Looking at a map, it's impossible to imagine
the scale of the Pacific Ocean
and the amount of places
that encompasses.
Trying to do that, and for the length of time
that he did it, was
incredible and insane, I think.
I think you could tell by the end,
he was ready for it to be over, I think.
MICHAEL (VO):
But the finish line was in sight
so we pushed on north
to wards our original point of departure
the Diomede Islands.
Well, it looks as though the Bering Strait
has defeated us.
The most notorious and changeable
and dangerous weather systems
come through here.
I shan't set foot on Diomede,
but I feel
I feel that I have closed the circle.
It is out there.
We've travelled 50,000 miles.
We got within a gnat's of it, a gnat's of it,
and I think that's something.
MICHAEL:
"Alaska time, 10pm, London.
We begin to wrap up the filming
of Full Circle after 245 days.
Captain, who's been steaming round
the island since first light
sets course southwards,
into the wind and the mist."
We couldn't land on the island,
it was so rough.
"We proceed for a mile or so
along the International Date Line.
Even from the Date Line,
only two miles off the rocky shore
it's impossible to make out
the thousand—foot rock where we started."
In many ways,
Full Circle was the best series we did.
The best, because it had the greatest scope
because it covered
the most diverse landscapes.
And apart from a few areas,
it was very unfamiliar
and it fulfilled all the ideas
that it should be adventure
and it should be revelation
and it should be, you know,
informed by a sense of wonder and all that.
INDISTINCT CHATTER
I think it was just such a big journey
that I felt, "That's it," you know.
"We'll not do anything better than that."

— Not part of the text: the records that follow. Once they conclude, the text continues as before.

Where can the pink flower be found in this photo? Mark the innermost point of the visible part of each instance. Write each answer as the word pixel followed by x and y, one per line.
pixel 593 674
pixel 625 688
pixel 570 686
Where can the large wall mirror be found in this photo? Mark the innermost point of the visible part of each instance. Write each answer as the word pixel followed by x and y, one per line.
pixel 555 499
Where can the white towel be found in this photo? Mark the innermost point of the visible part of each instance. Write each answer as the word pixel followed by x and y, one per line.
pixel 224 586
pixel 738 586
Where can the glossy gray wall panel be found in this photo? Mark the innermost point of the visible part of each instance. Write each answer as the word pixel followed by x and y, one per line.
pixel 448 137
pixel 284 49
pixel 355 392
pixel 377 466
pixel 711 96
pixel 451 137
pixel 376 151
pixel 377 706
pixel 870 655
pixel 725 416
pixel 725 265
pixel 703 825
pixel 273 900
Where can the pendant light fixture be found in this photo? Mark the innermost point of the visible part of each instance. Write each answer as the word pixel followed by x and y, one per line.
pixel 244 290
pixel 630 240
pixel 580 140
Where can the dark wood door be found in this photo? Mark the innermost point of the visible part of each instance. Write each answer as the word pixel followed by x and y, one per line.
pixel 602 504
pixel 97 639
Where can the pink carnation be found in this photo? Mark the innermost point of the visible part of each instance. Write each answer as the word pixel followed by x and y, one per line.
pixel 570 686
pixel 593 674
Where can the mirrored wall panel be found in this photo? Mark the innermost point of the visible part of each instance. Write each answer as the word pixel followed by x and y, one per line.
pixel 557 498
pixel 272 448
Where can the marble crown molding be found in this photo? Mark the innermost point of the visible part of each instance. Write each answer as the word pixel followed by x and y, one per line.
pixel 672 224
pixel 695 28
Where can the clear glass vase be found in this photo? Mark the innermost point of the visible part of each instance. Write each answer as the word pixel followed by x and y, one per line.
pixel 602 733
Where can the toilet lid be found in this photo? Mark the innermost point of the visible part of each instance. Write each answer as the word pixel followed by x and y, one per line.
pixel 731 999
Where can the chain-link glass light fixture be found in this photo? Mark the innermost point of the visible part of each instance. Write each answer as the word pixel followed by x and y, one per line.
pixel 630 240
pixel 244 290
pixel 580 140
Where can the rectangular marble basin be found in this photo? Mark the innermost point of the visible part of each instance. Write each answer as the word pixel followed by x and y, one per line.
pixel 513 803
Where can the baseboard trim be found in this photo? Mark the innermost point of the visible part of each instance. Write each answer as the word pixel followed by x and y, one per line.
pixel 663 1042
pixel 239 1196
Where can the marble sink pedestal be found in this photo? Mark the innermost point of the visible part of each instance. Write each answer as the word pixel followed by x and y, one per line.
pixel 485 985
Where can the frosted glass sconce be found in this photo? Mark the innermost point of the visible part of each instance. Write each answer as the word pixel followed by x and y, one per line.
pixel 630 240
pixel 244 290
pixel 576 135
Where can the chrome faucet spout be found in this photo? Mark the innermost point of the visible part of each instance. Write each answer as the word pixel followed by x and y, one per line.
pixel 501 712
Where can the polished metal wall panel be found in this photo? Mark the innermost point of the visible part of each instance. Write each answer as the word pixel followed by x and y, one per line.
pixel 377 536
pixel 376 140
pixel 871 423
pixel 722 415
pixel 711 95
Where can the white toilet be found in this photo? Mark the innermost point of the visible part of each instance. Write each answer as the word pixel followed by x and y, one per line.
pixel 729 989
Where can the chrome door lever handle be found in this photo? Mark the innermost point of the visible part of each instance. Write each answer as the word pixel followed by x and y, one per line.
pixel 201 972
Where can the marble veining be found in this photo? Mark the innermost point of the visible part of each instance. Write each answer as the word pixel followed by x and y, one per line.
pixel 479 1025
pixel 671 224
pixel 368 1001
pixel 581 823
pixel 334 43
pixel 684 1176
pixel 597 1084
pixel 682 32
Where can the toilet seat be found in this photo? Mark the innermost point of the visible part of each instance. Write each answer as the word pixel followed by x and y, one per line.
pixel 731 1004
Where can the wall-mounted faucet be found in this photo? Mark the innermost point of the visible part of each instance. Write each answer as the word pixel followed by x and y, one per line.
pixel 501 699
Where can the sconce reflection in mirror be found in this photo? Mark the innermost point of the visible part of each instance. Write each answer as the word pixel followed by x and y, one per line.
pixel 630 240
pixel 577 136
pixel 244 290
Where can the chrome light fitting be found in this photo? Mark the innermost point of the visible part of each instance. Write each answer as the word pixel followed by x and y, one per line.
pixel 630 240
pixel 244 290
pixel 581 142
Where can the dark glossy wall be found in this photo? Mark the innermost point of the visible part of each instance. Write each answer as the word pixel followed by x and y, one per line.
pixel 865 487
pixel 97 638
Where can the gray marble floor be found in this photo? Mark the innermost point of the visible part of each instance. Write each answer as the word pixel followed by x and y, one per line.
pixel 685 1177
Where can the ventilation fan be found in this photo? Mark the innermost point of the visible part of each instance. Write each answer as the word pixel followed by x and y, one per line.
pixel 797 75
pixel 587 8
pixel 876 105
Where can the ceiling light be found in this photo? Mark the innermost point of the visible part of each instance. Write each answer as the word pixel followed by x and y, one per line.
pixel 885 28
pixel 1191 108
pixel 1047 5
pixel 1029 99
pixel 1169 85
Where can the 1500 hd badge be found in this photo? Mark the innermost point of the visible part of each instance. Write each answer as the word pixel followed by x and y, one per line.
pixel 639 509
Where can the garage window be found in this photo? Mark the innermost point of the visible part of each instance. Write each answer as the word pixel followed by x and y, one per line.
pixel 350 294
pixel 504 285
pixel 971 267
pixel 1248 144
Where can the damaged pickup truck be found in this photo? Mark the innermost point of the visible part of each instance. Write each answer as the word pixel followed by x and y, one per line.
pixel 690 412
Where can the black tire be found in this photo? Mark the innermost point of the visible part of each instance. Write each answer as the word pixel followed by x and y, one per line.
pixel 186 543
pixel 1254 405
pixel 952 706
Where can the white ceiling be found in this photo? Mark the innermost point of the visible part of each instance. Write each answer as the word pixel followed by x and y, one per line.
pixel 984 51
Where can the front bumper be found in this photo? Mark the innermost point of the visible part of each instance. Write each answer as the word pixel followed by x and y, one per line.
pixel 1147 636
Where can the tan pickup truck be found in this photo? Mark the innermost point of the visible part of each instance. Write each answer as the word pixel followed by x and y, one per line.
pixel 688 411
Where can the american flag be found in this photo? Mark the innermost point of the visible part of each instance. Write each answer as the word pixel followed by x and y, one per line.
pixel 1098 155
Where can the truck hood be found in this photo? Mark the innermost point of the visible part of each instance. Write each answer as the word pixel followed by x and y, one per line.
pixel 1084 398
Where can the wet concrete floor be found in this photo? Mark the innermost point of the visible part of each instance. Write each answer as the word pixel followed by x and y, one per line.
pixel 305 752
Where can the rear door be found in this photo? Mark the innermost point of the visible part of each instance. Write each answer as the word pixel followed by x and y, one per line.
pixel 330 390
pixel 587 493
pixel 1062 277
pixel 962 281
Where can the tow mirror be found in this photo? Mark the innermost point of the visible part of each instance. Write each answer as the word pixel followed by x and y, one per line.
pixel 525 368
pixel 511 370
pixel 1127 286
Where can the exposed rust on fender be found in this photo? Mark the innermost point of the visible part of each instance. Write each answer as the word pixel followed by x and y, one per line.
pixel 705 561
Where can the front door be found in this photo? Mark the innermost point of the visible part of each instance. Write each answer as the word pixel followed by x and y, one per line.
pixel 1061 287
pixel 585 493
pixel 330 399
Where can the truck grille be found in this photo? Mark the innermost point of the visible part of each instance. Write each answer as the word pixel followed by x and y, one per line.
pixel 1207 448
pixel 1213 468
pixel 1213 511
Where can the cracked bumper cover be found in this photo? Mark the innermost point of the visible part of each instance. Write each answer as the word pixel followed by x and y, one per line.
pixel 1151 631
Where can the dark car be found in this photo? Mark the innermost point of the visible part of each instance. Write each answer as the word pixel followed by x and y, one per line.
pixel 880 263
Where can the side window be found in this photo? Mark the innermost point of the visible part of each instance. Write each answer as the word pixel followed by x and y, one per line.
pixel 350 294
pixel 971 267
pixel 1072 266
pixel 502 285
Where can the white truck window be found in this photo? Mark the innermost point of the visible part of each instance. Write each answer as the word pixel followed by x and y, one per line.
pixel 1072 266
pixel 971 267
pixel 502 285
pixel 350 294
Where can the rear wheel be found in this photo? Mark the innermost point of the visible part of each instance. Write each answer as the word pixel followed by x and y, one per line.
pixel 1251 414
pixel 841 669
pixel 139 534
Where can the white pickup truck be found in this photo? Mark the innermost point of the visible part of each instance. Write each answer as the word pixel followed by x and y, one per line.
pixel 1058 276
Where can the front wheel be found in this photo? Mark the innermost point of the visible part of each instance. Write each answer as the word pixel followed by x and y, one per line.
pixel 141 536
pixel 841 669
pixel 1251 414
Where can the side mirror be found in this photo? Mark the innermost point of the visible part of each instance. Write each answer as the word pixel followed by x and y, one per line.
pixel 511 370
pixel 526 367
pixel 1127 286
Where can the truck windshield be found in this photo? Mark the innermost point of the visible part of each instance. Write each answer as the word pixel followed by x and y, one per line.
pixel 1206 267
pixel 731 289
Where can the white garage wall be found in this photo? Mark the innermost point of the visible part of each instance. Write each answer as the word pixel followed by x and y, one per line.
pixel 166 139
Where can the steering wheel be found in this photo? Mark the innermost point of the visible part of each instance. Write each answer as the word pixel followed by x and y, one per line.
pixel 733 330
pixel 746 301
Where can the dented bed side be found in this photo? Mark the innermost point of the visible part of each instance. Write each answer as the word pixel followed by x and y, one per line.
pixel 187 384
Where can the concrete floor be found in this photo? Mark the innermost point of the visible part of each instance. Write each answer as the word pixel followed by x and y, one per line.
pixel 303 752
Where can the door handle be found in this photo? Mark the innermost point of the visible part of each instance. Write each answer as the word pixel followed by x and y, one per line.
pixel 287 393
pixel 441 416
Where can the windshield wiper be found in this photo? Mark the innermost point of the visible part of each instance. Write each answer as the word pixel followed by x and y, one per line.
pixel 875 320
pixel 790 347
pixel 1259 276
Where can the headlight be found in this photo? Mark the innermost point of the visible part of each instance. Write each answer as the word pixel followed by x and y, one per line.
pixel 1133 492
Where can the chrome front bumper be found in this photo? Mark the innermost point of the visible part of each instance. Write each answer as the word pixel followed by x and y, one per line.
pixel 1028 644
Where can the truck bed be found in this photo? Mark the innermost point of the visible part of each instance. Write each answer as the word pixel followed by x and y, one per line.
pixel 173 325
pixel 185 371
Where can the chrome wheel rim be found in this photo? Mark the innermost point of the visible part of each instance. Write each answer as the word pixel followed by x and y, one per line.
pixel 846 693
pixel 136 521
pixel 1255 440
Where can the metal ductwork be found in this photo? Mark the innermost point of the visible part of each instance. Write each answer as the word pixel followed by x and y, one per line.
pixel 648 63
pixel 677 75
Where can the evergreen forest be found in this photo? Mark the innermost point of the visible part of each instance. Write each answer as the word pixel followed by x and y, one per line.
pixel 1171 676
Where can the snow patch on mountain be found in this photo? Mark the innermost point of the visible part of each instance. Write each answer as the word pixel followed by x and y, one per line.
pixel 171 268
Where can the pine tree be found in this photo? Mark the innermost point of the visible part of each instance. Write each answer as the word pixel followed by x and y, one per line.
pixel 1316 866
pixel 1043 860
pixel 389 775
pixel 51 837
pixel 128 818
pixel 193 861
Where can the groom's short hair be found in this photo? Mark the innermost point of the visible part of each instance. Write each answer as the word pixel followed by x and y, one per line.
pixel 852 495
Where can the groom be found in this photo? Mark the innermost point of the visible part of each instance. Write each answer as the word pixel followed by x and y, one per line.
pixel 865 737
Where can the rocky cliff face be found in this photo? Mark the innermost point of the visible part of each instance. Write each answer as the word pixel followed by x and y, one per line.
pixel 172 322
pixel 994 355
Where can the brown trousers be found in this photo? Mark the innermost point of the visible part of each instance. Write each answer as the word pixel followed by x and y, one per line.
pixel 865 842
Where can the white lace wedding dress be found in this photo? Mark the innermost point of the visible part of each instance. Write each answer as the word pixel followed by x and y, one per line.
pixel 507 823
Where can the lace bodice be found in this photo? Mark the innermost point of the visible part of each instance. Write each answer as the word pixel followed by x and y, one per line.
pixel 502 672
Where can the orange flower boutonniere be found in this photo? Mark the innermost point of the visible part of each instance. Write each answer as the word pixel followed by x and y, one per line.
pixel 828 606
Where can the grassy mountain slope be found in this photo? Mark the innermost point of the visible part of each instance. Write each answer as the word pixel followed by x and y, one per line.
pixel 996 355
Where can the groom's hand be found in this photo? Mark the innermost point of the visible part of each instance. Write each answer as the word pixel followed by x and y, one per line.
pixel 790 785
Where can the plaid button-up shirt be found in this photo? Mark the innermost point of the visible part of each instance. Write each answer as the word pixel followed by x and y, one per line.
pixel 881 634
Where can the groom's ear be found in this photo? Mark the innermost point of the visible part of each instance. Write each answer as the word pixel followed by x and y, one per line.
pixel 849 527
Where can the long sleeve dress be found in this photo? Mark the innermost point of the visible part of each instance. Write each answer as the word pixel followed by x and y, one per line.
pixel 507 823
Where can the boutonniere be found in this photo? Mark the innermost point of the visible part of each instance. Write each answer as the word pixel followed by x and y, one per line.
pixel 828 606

I felt it was a door closing there, yes.
It turned out not to be, of course,
because actually
for me, travel became an addiction.
The Sahara Desert.
I remember looking at it and thinking,
"That would be a challenge."
It just looks totally empty
yet it's a vast area.
There must be things there.
I really wanted to show that the Sahara
had a modern life there
which just people never saw.
Woo!
It was as challenging and as difficult
as any of the ones we'd done before.